A ce stade, le litige porte uniquement sur le paiement des heures de travail supplémentaires.
Selon l’arrêt attaqué, l’employé ne peut pas prétendre à la rémunération des heures supplémentaires au sens de l’art. 321c al. 3 CO, malgré l’absence d’un accord dérogatoire passé par écrit. Pour la cour cantonale, le recourant commet un abus de droit en exerçant cette prétention alors qu’il ne pouvait ignorer la pratique de l’entreprise envers les conducteurs de travaux, consistant à ne pas compenser ni rémunérer les heures supplémentaires, et qu’il a accepté son salaire chaque mois durant cinq ans – y compris et surtout les augmentations successives et importantes – et des gratifications elles aussi croissantes, sans jamais réclamer le paiement ou la compensation des heures supplémentaires effectuées. En d’autres termes, l’employé a volontairement tardé à faire valoir la nullité de l’accord non écrit pour en retirer un avantage, soit la perception de généreuses prestations de la part de l’employeuse, qui ne les aurait certainement pas accordées dans la même mesure s’il avait rapidement et périodiquement réclamé le paiement de ses heures supplémentaires.
En revanche, la cour cantonale a jugé que l’employé avait droit à l’indemnité pour travail supplémentaire prévue par l’art. 13 al. 1 LTr (RS 822.11) à partir de la 61ème heure supplémentaire accomplie dans l’année. En effet, s’il est possible, en droit privé, que le travailleur renonce à l’avance au paiement des heures supplémentaires, tel n’est pas le cas en droit public, la règle impérative de l’art. 13 LTr empêchant toute dérogation au principe de la rétribution du travail supplémentaire au taux de 125 %. Faute d’avoir instauré de manière claire et précise un système de rémunération ou de compensation du travail supplémentaire effectué, l’employeuse ne peut pas invoquer un abus de droit de la part de l’employé qui prétend à la rétribution des heures accomplies à ce titre.
Il n’est plus contesté que le temps de travail de l’employé était soumis à la durée maximale prévue par l’art. 9 al. 1 let. a LTr, à savoir 45 heures par semaine. Cet horaire est également celui convenu entre les parties. Les parties ne remettent pas en cause non plus les heures de travail effectuées entre octobre 2011 et septembre 2015 au-delà de la durée hebdomadaire de 45 heures, telles que retenues par la cour cantonale.
C’est le lieu de rappeler que la rétribution des heures supplémentaires, soit celles dépassant l’horaire contractuel, est réglée par l’art. 321c CO et que, dès que les heures supplémentaires dépassent le maximum légal fixé dans la LTr, elles constituent du travail supplémentaire au sens de l’art. 12 LTr et doivent impérativement faire l’objet d’une rémunération comprenant le salaire de base majoré de 25 % selon l’art. 13 LTr, à partir de la 61ème heure supplémentaire accomplie dans l’année civile pour la catégorie de travailleurs à laquelle le recourant appartient (ATF 126 III 337 consid. 6c).
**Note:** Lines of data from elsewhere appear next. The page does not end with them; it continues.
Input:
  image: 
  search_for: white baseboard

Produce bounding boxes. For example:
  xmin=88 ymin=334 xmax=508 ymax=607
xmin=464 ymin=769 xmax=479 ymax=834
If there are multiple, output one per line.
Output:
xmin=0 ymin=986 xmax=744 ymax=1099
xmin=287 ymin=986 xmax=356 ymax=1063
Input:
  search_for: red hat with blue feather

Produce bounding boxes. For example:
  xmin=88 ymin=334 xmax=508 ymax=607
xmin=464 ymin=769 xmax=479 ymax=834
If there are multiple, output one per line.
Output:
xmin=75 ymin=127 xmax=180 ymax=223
Selon l’art. 321c al. 3 CO, l’employeur est tenu de rétribuer les heures de travail supplémentaires qui ne sont pas compensées par un congé en versant le salaire normal majoré d’un quart au moins, sauf clause contraire d’un accord écrit, d’un contrat-type de travail ou d’une convention collective.
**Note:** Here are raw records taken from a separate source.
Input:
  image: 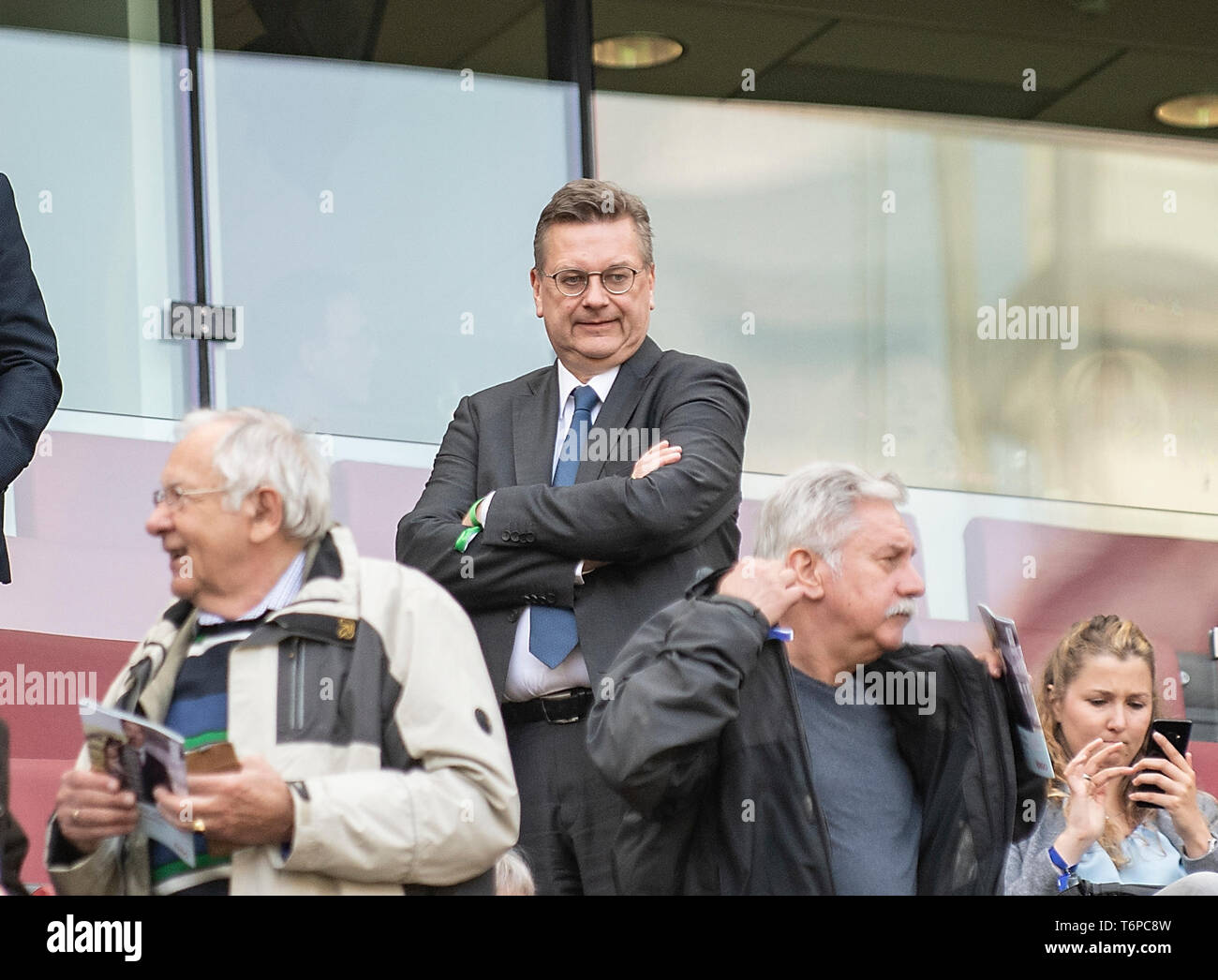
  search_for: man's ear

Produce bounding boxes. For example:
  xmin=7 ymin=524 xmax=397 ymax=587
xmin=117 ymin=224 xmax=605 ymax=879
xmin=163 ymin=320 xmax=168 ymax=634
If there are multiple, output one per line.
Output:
xmin=528 ymin=269 xmax=545 ymax=317
xmin=787 ymin=548 xmax=828 ymax=599
xmin=246 ymin=487 xmax=284 ymax=544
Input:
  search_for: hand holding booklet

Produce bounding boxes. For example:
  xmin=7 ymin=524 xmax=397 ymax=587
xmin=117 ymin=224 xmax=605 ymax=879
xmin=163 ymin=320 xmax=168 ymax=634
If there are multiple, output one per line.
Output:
xmin=977 ymin=602 xmax=1054 ymax=780
xmin=81 ymin=700 xmax=195 ymax=868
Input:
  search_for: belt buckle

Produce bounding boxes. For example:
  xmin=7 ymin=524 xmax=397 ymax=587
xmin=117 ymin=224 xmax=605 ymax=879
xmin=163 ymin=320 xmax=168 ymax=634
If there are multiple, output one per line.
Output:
xmin=537 ymin=694 xmax=579 ymax=724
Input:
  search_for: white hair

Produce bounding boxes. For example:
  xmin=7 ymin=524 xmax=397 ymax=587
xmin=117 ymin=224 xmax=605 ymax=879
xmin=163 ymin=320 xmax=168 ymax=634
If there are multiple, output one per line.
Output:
xmin=178 ymin=408 xmax=330 ymax=543
xmin=495 ymin=847 xmax=537 ymax=895
xmin=755 ymin=463 xmax=909 ymax=573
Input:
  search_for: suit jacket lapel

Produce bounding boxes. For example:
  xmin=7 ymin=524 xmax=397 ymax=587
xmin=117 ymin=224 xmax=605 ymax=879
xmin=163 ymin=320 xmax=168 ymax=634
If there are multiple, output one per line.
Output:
xmin=512 ymin=366 xmax=557 ymax=487
xmin=574 ymin=337 xmax=664 ymax=483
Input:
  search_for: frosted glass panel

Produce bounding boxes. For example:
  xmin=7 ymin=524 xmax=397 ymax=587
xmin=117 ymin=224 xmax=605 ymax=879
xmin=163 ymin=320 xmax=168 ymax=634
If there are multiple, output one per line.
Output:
xmin=596 ymin=93 xmax=1218 ymax=512
xmin=203 ymin=52 xmax=577 ymax=442
xmin=0 ymin=28 xmax=194 ymax=418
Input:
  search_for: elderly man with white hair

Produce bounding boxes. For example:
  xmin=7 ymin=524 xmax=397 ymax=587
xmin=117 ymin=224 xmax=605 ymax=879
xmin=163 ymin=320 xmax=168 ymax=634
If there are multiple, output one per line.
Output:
xmin=46 ymin=409 xmax=519 ymax=895
xmin=588 ymin=464 xmax=1044 ymax=895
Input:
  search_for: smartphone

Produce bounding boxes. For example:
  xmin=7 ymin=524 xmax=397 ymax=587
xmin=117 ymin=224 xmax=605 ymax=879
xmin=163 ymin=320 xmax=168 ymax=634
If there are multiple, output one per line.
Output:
xmin=1136 ymin=719 xmax=1193 ymax=809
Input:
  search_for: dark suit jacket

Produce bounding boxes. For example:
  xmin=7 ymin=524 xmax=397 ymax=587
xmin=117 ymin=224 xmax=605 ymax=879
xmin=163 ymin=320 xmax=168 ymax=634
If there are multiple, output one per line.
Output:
xmin=0 ymin=720 xmax=29 ymax=895
xmin=397 ymin=338 xmax=748 ymax=699
xmin=0 ymin=174 xmax=64 ymax=582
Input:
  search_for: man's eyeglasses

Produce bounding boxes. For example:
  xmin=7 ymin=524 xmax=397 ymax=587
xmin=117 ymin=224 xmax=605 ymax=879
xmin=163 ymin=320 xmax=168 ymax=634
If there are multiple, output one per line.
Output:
xmin=153 ymin=485 xmax=228 ymax=510
xmin=541 ymin=265 xmax=642 ymax=296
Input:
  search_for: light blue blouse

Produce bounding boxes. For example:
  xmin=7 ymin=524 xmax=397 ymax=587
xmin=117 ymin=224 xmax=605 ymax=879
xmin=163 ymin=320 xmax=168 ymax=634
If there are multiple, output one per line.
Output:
xmin=1076 ymin=823 xmax=1188 ymax=886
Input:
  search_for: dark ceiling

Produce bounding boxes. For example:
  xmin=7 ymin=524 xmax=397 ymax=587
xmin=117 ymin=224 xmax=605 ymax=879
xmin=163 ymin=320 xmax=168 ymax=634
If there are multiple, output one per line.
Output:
xmin=0 ymin=0 xmax=1218 ymax=140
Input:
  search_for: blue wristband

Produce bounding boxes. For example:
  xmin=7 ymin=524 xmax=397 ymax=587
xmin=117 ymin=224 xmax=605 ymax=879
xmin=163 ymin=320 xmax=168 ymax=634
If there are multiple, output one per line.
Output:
xmin=1048 ymin=847 xmax=1078 ymax=891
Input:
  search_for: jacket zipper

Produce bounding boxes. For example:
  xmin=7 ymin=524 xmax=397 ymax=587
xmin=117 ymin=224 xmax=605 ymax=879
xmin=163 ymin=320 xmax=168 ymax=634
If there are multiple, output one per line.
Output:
xmin=288 ymin=647 xmax=304 ymax=732
xmin=945 ymin=655 xmax=1010 ymax=886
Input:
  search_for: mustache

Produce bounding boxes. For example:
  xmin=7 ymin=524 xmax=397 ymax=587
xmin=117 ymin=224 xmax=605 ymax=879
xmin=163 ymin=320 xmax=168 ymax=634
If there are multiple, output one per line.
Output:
xmin=884 ymin=599 xmax=917 ymax=619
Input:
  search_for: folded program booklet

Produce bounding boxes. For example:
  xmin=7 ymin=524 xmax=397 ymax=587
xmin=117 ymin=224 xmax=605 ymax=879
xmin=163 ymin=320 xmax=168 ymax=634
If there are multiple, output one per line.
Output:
xmin=977 ymin=602 xmax=1054 ymax=780
xmin=81 ymin=700 xmax=195 ymax=868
Cette disposition est en partie impérative en ce sens que les parties ne peuvent y déroger qu’en respectant la forme écrite. Plus précisément, elles peuvent, sous l’une des formes prescrites par l’art. 321c al. 3 CO, prévoir, au début ou au cours des rapports de travail, que les heures supplémentaires seront rémunérées sans supplément ou ne seront pas rémunérées, à tout le moins lorsque la rémunération des heures supplémentaires est comprise forfaitairement dans le salaire de l’intéressé; un tel accord ne peut porter que sur les heures supplémentaires qui seraient accomplies à l’avenir, car la mise en œuvre combinée de l’art. 321c al. 3 et de l’art. 341 al. 1 CO empêche le travailleur de renoncer valablement au salaire pour les heures supplémentaires déjà effectuées. Comme l’accord dérogatoire concerne la rétribution forfaitaire d’heures supplémentaires futures, il peut être mis en échec en application de la théorie de l’imprévision, si le travailleur est amené en définitive à accomplir des heures supplémentaires en nombre excédant notablement ce qui était prévisible lors de la conclusion dudit accord.
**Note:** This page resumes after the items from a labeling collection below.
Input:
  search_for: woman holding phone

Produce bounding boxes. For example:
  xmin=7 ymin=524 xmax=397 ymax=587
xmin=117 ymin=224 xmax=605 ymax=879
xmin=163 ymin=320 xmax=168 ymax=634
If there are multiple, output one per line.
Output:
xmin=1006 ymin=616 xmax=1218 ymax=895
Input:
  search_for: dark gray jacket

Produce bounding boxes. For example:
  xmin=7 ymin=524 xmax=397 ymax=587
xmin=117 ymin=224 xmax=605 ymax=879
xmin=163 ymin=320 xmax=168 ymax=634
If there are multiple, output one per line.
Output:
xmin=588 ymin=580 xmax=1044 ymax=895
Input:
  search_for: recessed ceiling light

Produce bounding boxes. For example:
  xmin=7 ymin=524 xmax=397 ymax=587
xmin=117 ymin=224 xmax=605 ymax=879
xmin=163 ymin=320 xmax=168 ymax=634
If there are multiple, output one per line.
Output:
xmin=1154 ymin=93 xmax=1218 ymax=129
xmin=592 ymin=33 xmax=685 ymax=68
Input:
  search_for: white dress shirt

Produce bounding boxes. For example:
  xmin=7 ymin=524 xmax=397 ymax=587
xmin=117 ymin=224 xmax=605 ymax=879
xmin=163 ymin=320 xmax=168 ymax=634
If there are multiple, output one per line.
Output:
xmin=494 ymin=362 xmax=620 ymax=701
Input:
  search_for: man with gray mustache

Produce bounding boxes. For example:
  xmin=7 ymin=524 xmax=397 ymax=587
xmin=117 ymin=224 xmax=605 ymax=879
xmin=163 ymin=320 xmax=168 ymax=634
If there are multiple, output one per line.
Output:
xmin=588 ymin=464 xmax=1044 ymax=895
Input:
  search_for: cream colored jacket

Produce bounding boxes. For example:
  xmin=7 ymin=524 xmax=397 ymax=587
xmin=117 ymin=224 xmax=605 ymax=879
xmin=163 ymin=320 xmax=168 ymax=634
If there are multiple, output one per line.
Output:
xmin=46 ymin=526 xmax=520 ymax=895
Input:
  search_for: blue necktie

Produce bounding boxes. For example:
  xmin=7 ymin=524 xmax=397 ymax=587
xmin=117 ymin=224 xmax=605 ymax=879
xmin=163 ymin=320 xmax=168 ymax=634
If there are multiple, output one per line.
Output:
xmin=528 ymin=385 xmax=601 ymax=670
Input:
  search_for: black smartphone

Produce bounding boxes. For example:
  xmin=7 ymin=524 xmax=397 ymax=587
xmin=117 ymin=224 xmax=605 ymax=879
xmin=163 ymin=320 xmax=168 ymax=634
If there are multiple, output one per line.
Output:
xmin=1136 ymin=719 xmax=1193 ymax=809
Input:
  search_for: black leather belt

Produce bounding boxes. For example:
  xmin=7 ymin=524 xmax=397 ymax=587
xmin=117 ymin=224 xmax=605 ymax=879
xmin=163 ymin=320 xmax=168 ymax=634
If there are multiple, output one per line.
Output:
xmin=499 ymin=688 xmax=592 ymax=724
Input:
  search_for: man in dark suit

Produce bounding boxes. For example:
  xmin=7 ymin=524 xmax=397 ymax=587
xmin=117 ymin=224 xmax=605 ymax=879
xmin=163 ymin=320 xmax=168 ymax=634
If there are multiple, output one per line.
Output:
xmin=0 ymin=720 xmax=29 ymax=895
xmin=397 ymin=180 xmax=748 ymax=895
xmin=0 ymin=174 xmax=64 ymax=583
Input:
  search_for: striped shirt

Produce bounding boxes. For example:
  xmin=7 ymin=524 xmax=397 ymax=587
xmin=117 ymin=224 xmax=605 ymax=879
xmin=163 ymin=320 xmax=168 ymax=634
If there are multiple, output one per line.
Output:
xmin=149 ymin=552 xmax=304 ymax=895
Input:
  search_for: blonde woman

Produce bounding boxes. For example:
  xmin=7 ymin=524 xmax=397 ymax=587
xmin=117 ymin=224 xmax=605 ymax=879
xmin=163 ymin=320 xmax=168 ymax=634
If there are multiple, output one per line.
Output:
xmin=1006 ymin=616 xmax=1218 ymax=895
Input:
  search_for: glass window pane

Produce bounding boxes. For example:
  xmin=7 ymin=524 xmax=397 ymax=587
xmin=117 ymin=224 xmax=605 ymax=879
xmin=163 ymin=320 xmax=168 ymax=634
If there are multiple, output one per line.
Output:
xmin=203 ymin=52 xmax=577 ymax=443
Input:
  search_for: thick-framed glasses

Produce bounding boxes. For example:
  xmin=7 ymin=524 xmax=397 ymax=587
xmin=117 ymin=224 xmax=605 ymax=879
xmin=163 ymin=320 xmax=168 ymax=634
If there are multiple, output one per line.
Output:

De manière générale, le travailleur qui conteste la validité d’un accord en invoquant une règle impérative ne commet pas un abus de droit. En effet, il serait contraire à l’esprit de la loi de priver le travailleur, par le biais de l’art. 2 al. 2 CC, de la protection spéciale qui lui est conférée par le droit impératif.
Des circonstances particulières peuvent toutefois faire apparaître comme abusif l’exercice d’un droit à caractère impératif, comme le droit à la rétribution des heures supplémentaires au taux de 125 % en l’absence d’un accord écrit préalable. Ainsi, une dénonciation abusive du vice de forme a été retenue de la part d’un travailleur qui, afin de toucher un revenu additionnel, avait expressément refusé le renfort proposé par l’employeur, puis avait clairement conclu avec celui-ci un accord verbal par lequel il renonçait au supplément prévu pour les heures supplémentaires (arrêt bâlois cité in arrêt 4A_172/2012 du 22 août 2012 consid. 6.1). Par ailleurs, l’art. 2 al. 2 CC peut trouver exceptionnellement application lorsque l’intérêt protégé par la norme de droit impératif n’existe plus ou a été préservé d’une autre manière (ATF 129 III 493 consid. 5.1). Un abus de droit peut être également retenu si l’ayant droit tarde à faire valoir la nullité pour en retirer un avantage (ATF 138 III 401 consid. 2.3.2). Plus généralement, le fait d’attendre pour faire valoir la prétention (dans le délai de prescription) ne peut constituer un abus de droit que si des circonstances particulières font apparaître l’exercice du droit comme incompatible avec l’inaction antérieure, par exemple si l’écoulement du temps procure à l’ayant droit un avantage injustifié (131 III 439 consid. 5.1; 129 III 493 consid. 5.1; 110 II 273 consid. 2).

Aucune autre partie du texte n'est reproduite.